Including social influencers and their sentiments towards the brand on this list may also capture your boss’s attention).
- Show/present goals and objective achievement status
Every profit/brand savvy boss (whether they love or hate social media) demands that each campaign (social or otherwise, marketing or otherwise) must have defined goals and objectives. In fact, whether your boss is a social media whizz or not, he or she will demand that you outline your goals.
Therefore, it makes sense that the boss would love an update on the progress of achieving these goals and objectives. A good social report must reiterate goals and objectives. For example, if your goal was to reach and interact with 1,000 new people in a month, bring your boss up to speed on this. The best practice here is to use the qualitative and quantitative metrics to create a goal and objective presentation that measures the brand progress against the company’s goals and objectives as well as compare the goal achievement progress with that of other companies operating in the same field.
Important metrics that can help you to create a vibrant, comprehensive, and visually appealing SMR (social media report) include brand reach and engagements, interaction demographic etc.
- Place emphasis on return actions
Your boss also wants to know that all social media campaigns will lead to leads, sales and conversions. What does this imply? It implies that if you fail to present this to your boss, he or she may not get a clear picture of how essential and effective social media is to the company’s bottom line. The report should reflect the type and number of social audiences that respond to social media campaigns, as well as the number of social users who clicked through the social link to the sales funnel. You may also wish to go further to include data on how many social users purchased other products available on the brand platform.
Fortunately, most company heads understand the importance of social media to a brand.

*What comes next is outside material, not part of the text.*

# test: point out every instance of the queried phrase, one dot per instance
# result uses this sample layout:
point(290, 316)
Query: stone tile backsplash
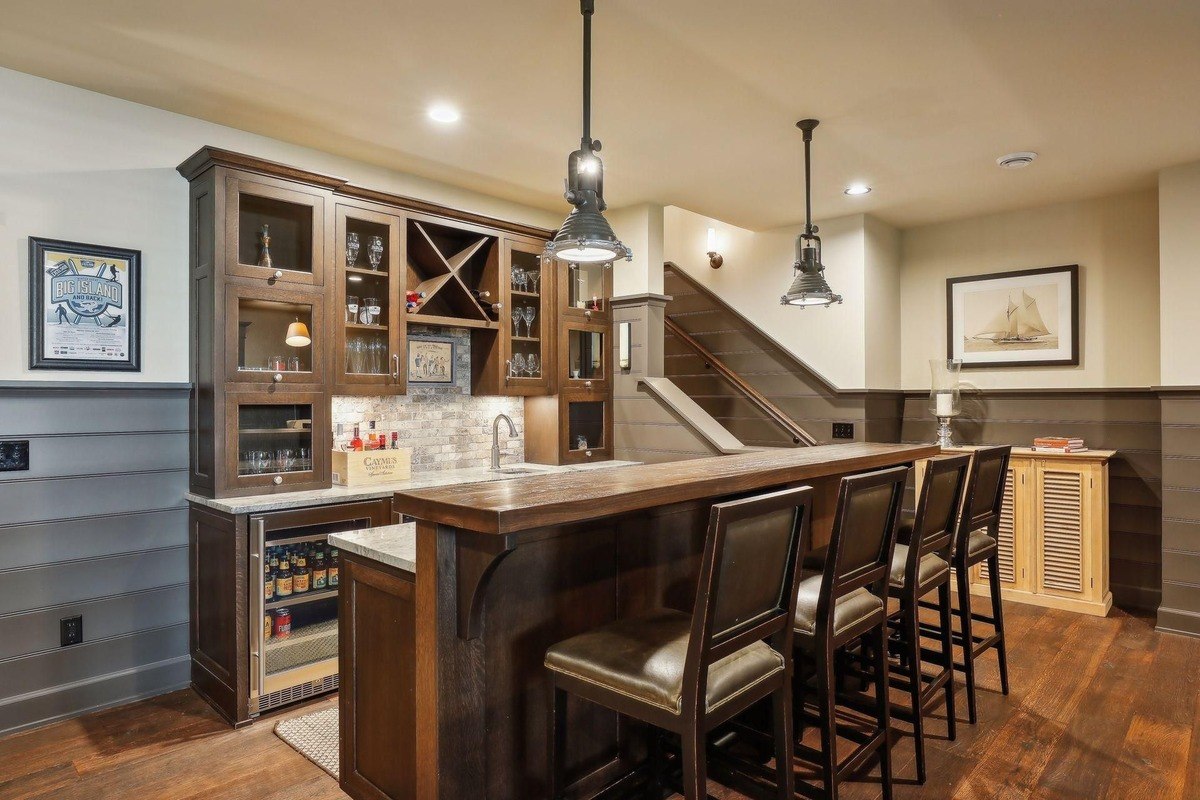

Therefore, by compiling the above metrics and creating a visually compelling presentation using any presentation creation software, you are simply pushing your boss towards a direction that they are bound to head in. Not only will the above tips help your boss understand social media and the integral part it plays towards brand marketing and visibility, if they are the kind of boss we mentioned at the beginning of this article, you may turn him/her into a social media enthusiast (which may mean more funding for you)!